Read more: The Hidden Corner of the Energy Market — Russian LNG
The U.S., by contrast, is energy-rich, almost to the point of independence. Not only does it have a plentiful domestic supply of natural gas (albeit obtained through environmentally questionable means such as fracking); it also imports the majority of its gasoline from nowhere near politically dodgy allies such as Russia or even the Middle East. As of 2021, Canada provided 51% of U.S. gross total petroleum imports and 62% of gross crude oil imports. Next up are Mexico, at 8%, Russia at 8%, and Saudi Arabia at 5%. Most importantly, the U.S. is home to a huge capacity to refine crude oil into petroleum. In fact, the U.S. was a total petroleum net exporter in 2020 and 2021, according to the U.S. Energy Information Administration. That gives it extra leverage in the world energy market.
It is therefore perhaps no surprise that historian Tom Holland argued during a recent episode of The Rest is History podcast on the precipitous fall of short-lived U.K. prime minister Liz Truss, that Europe and the U.S. may be about to pull apart, economically, in a dramatic way. He reflected that, when the global economy became centered on oil rather than coal, the whole picture changed.
Oil overtook coal to become the world's largest energy source in 1964, with oil-rich nations such as Saudi Arabia emerging as the power brokers. But — the odd hiccup aside — international oil markets have been relatively peaceable up until now, masking Europe’s weakness. Furthermore, natural gas is now a major source of energy, and Russia — rapidly becoming a trading pariah — is still the king of that resource.
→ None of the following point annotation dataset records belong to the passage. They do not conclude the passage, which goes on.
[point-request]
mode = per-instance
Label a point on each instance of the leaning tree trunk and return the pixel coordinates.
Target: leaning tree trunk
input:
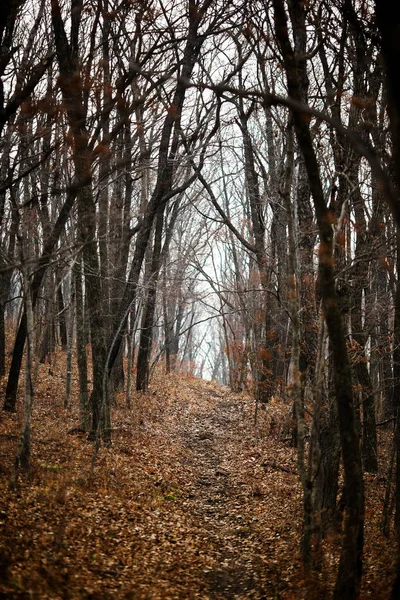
(350, 566)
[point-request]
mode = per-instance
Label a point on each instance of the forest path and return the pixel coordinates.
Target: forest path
(191, 501)
(214, 434)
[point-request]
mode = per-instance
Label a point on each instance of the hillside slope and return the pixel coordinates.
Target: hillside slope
(190, 501)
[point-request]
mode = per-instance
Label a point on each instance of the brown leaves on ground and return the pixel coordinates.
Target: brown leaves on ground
(191, 501)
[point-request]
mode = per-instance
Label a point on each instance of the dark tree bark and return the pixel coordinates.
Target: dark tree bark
(350, 566)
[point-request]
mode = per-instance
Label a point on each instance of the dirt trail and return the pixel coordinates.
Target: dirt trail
(214, 434)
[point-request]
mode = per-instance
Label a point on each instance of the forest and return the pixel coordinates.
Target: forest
(199, 299)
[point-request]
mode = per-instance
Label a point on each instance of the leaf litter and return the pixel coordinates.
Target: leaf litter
(190, 501)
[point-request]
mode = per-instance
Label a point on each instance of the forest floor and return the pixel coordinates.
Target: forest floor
(190, 501)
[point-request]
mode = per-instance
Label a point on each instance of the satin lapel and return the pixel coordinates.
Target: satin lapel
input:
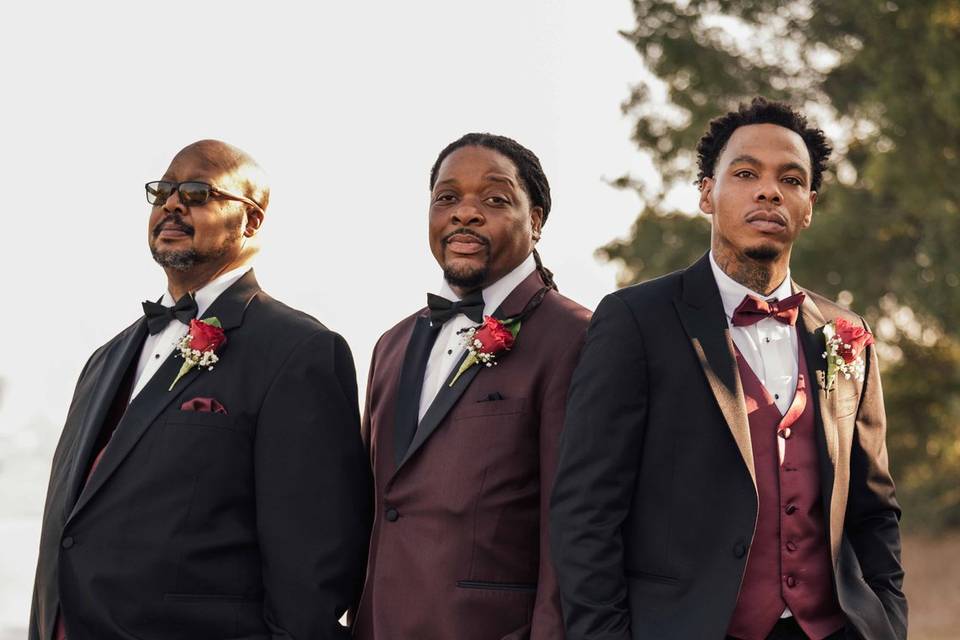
(701, 313)
(155, 396)
(411, 384)
(810, 333)
(123, 354)
(448, 395)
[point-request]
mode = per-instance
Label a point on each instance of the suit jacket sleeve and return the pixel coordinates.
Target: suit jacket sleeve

Holland’s co-host, Dominic Sandbrook, speculated that Western Europe would be “even more at the receiving end of globalization than in the 1970s and 1980s, and that communities in Britain that have become very dependent on foreign investment or on cheap manufacturing abroad… are going to face some pretty tough winters with energy becoming more expensive.”
“Essentially, it is more expensive for Europeans to make things,” Holland said, “because our energy is more expensive than it is for Russia or the United States. And we’re definitely back in that situation now.”
This observation should send a chill down the spines of industry leaders who rely on European manufacturing and have even doubled down on it since labor costs have risen in Asia, and political spats with China increased. Already, Volkswagen announced in September it is exploring ways to help its broad supplier network in Europe counter a shortage in natural gas, including making more parts locally and shifting manufacturing capacity. At the same time, Mercedes-Benz said it has been working to identify Germany-based suppliers that would be at risk in a gas-rationing scenario and is in talks with them about shifting production to locations outside of Germany. But the risk is not just from rationing: it is from cost, plain and simple.
“Is there a risk now, not just for Britain, but for the whole of Europe, that we’re going to go through a process of de-industrialization bred by the brute fact that we have less cheap energy than, say, the Americans do?” Holland asked.
“The United States is in a good position, because it’s energy rich, and its energy is cheap. Ours is very expensive,” Holland continued. “Conventionally, we like to think that all the West is in it together, that what happens in America is basically reflected in Europe. But… America and Europe may be going on radically different parabolas. If you have cheap energy… then your economy will grow. If you don’t, it will decline.”